Gdyby rzecz dotyczyła tylko grabieży, na jednej szali mielibyśmy Niemców
elegancko pakujących tony łupów w ostemplowane skrzynie, wywożone do Reichu
setkami transportów, z drugiej niektórych Polaków grzebiących w dołach z szambem
pozostałym w obozach zagłady w poszukiwaniu pierścionków i obrączek.
Cmentarna hiena nie jest wizerunkiem, w którym chcielibyśmy się rozpoznać.
Ale jest wizerunkiem prawdziwym. Jednak na grabieży rozrachunek z przeszłością
się nie kończy: równie prawdziwy, a bardziej odrażający jest obraz morderców
zabijających Żydów dla pary butów, kapoty, kosztowności. I ten portret
historycy znają od dawna. Podobnie jak nowością nie jest obraz szmalcowników
szantażujących zbiegów z getta.
Impulsem do napisania "Złotych żniw" stała się fotografia
opublikowana trzy lata temu w "Gazecie Wyborczej". Na zdjęciu
widzimy kilkudziesięciu chłopów (mężczyzn i kobiety) uzbrojonych w szpadle,
przed nimi leżą czaszki i kości pomordowanych w Treblince Żydów. Obok stoi
grupa milicjantów. Zdjęcie zrobiono prawdopodobnie latem 1945 bądź w 1946
roku. Grossowie nie mają pewności, czy uwiecznieni na zdjęciu ludzie zostali
złapani na gorącym uczynku podczas poszukiwań, czy przygonieni do wyrównywania
gruntu po uprzednich "wykopkach". Ta druga interpretacja moim zdaniem
bardziej przekonuje.
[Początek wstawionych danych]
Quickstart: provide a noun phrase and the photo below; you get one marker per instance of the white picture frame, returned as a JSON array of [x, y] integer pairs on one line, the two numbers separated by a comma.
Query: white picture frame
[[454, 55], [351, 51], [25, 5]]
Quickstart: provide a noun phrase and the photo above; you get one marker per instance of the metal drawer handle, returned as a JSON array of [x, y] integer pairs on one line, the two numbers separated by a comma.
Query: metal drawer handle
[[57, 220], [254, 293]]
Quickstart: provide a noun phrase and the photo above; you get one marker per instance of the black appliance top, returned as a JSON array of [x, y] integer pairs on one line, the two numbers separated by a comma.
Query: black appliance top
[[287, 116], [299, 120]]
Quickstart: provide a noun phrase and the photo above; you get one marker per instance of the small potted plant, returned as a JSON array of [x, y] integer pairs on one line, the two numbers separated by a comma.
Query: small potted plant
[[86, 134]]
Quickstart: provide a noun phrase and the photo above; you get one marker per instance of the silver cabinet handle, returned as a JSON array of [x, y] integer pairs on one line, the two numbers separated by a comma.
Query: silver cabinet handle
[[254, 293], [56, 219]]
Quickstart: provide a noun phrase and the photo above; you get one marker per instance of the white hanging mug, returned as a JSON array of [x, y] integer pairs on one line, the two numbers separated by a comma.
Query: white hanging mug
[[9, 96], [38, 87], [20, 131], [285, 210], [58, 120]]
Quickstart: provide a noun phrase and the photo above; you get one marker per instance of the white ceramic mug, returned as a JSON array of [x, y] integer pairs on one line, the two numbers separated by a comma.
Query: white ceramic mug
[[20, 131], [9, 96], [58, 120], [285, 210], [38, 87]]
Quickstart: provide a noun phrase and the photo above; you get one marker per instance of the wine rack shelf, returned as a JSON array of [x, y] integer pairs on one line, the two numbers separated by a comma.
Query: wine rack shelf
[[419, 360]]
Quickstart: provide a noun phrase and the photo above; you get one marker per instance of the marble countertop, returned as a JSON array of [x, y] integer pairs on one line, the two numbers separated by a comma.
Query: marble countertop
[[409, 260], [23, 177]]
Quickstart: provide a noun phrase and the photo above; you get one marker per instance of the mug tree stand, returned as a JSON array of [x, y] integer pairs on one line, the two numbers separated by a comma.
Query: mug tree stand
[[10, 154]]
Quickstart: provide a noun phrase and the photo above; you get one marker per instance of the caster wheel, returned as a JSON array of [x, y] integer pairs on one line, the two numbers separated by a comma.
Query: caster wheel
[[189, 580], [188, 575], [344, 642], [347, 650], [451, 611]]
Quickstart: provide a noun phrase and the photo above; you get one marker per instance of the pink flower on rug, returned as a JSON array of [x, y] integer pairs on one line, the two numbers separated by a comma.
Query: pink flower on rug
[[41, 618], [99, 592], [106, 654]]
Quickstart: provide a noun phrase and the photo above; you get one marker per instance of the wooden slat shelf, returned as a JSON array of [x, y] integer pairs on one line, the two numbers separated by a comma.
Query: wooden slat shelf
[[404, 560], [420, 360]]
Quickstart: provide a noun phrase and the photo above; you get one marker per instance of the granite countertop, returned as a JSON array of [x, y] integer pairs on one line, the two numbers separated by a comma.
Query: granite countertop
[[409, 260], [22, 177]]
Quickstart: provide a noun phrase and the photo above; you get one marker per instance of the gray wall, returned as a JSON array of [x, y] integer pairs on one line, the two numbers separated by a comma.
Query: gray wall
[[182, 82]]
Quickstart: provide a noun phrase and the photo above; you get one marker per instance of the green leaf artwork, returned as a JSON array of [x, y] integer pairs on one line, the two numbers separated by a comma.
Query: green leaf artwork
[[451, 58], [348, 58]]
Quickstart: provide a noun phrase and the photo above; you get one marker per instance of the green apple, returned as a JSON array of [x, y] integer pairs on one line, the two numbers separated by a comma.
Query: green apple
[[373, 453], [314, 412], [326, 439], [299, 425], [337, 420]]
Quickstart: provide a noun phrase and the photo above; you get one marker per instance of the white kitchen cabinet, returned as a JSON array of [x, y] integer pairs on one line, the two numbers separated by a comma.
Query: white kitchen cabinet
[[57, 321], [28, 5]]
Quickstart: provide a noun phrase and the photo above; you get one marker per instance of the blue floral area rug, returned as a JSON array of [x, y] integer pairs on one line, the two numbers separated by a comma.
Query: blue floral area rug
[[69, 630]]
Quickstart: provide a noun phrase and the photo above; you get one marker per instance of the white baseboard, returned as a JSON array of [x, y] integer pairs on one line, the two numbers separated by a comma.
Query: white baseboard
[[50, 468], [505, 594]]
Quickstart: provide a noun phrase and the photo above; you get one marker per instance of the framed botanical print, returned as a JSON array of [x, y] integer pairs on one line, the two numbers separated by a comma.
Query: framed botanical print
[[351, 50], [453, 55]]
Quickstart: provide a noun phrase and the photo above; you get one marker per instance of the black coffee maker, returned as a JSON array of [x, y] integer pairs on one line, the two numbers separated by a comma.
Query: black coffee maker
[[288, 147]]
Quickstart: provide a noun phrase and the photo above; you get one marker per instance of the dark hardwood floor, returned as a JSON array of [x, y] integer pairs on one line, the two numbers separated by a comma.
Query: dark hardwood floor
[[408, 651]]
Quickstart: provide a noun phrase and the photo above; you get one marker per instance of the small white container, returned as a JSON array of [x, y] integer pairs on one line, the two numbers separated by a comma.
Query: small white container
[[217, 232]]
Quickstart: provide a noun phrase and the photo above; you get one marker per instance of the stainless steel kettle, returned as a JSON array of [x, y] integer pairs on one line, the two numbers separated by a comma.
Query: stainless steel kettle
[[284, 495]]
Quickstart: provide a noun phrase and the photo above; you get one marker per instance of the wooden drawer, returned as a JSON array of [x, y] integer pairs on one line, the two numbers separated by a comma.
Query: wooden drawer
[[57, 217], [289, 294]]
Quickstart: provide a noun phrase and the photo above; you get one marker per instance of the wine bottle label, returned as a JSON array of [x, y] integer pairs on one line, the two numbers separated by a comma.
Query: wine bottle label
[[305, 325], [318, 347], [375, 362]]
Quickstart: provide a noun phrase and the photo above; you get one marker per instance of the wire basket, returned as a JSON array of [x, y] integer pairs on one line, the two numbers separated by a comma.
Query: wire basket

Prawdopodobnie chciano w ten sposób udokumentować prace
nad porządkowaniem poobozowego terenu. Zdjęcia z milicyjnych interwencji, np.
złapania bimbrowników, miały inną poetykę. Na twarzach chłopów nie widać
cienia przerażenia związanego z ewentualnym aresztowaniem. Sugestia, że było
to zdjęcie amatorskie z "życia wsi", jest trudna do obrony. Klisz,
odczynników, wreszcie samych aparatów fotograficznych było wówczas jak na
lekarstwo.
Autorzy "Złotych żniw" uczciwie przyznają, że czytelnik zainteresowany
problematyką zagłady Żydów nie znajdzie w książce nowych faktów. Większość
została już opisana przez polskich historyków. Na przykład wiedzę o tym, co
się działo na terenach poobozowych, zawdzięczamy Martynie Rusiniak ("Obóz
zagłady Treblinka II w pamięci społecznej, 1943-1989 "). Magistrantka
profesora Jerzego Tomaszewskiego opisała, jak po wojnie okoliczna ludność
wyspecjalizowała się w przeczesywaniu grobów zamordowanych Żydów w
poszukiwaniu złota i kosztowności. Całe pole poobozowe wyglądało jak
kopalnia odkrywkowa - zryte, wszędzie doły, w których poniewierały się
ludzkie kości. W powietrzu unosił się odór gnijących ciał. Niektórzy
"poszukiwacze złota" posługiwali się bombami w celu wydobycia zwłok na
powierzchnię. Dzięki zdobytemu tą drogą złotu okoliczne wsie odżyły
materialnie.
Moralna poprzeczka
Pierwsze strony "Złotych żniw" opisujące zdjęcie chłopów
przypominają esej historyka sztuki, który za przedmiot rozważań bierze jeden
konkretny obraz, np. Pietera Bruegla Starszego "Chłopskie wesele".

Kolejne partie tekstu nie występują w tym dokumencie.